After a while though, my inspiration shifted and I noticed I started feeling…disconnected and even inferior. I started looking at people’s year 10 and comparing it to my year 2. I started ignoring genetics, and health, and background, and started losing perspective on my fitness journey.
Remember that your freelance journey is your own, but that connecting with other freelancers who are open and honest about what it takes to get them where they are is crucial to putting the rejection you do receive into perspective.
Here are a couple of my favorite people who talk openly about their lives as freelancers (If you know anybody else, feel free to add suggestions in the comments!)
Maintain a Client/Publication Profile
As you try different things as a freelancer, you’ll start to get a feel for exactly who it is you want to work with. As you refine that, your pitches, portfolio, and services will better align with specific niche problems. The better aligned you are, the fewer rejections you’ll receive.

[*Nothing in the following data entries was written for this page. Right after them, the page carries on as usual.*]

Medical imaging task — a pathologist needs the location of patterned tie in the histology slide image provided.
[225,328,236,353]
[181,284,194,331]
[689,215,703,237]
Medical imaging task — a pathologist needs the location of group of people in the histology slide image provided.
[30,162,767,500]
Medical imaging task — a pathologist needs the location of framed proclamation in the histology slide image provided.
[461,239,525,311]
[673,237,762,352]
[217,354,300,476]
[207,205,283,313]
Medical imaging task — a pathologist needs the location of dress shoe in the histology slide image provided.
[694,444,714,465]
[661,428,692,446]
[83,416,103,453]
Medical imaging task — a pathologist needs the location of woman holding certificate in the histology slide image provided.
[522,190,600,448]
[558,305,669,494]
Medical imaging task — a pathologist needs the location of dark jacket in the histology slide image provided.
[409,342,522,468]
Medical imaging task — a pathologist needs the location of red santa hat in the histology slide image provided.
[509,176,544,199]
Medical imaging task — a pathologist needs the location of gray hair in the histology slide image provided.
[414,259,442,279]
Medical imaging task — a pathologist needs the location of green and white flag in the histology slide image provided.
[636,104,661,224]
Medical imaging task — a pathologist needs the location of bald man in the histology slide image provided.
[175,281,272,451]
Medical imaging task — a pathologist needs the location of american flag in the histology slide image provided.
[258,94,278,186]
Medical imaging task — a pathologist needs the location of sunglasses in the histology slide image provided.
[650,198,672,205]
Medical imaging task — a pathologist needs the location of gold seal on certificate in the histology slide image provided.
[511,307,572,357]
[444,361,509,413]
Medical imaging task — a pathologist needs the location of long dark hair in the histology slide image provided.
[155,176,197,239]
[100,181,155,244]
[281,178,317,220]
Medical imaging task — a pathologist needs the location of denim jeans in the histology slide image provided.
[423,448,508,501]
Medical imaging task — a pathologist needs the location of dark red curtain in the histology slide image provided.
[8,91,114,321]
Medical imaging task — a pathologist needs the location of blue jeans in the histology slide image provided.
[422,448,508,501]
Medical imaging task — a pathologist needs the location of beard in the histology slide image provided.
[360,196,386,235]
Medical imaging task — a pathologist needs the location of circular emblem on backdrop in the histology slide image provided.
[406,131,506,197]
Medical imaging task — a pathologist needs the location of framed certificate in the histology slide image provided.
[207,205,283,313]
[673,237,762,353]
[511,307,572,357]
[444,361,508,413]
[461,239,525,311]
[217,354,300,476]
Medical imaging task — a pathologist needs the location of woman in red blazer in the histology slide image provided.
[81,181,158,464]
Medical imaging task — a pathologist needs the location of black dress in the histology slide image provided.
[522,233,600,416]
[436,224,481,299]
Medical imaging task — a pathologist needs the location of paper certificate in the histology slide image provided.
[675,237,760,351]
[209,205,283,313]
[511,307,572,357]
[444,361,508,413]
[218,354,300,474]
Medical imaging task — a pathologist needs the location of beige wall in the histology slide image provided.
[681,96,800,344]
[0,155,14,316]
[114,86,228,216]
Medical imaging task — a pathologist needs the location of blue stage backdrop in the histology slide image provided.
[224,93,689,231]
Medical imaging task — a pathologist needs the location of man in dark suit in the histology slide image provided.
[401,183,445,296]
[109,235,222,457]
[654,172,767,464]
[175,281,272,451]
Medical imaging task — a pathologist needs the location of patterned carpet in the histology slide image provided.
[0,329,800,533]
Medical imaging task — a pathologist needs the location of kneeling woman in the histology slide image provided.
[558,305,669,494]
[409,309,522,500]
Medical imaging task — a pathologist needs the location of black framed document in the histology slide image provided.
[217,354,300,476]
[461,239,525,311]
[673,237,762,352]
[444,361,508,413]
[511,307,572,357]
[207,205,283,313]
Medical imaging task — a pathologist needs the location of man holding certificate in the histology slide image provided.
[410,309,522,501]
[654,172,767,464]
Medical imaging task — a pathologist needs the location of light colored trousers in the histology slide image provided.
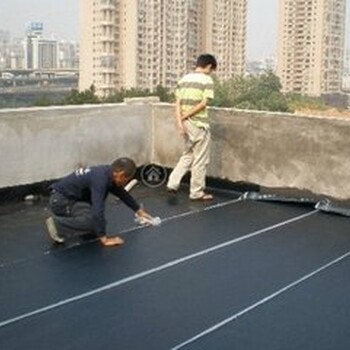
[167,121,210,199]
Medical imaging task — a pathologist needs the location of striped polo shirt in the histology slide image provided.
[176,72,214,129]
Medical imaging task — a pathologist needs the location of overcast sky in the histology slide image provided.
[0,0,350,60]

As you begin to chip away and understand who it is you work best with as a freelancer, write it down. Describe the kind of client you want…size, culture, pay, industry, personality…keep a list of it all and adjust it as you grow. An added bonus of knowing who you’re looking for helps to cement the act of rejection as information that feeds your ideal client profile (as well as your marketing strategy), and that’s always a good thing.
Remember…one email, one client, one published article doesn’t make your freelance career. You’re working to build a collection of focused freelance assignments that fit, so rejection is one of the best things that can happen to you.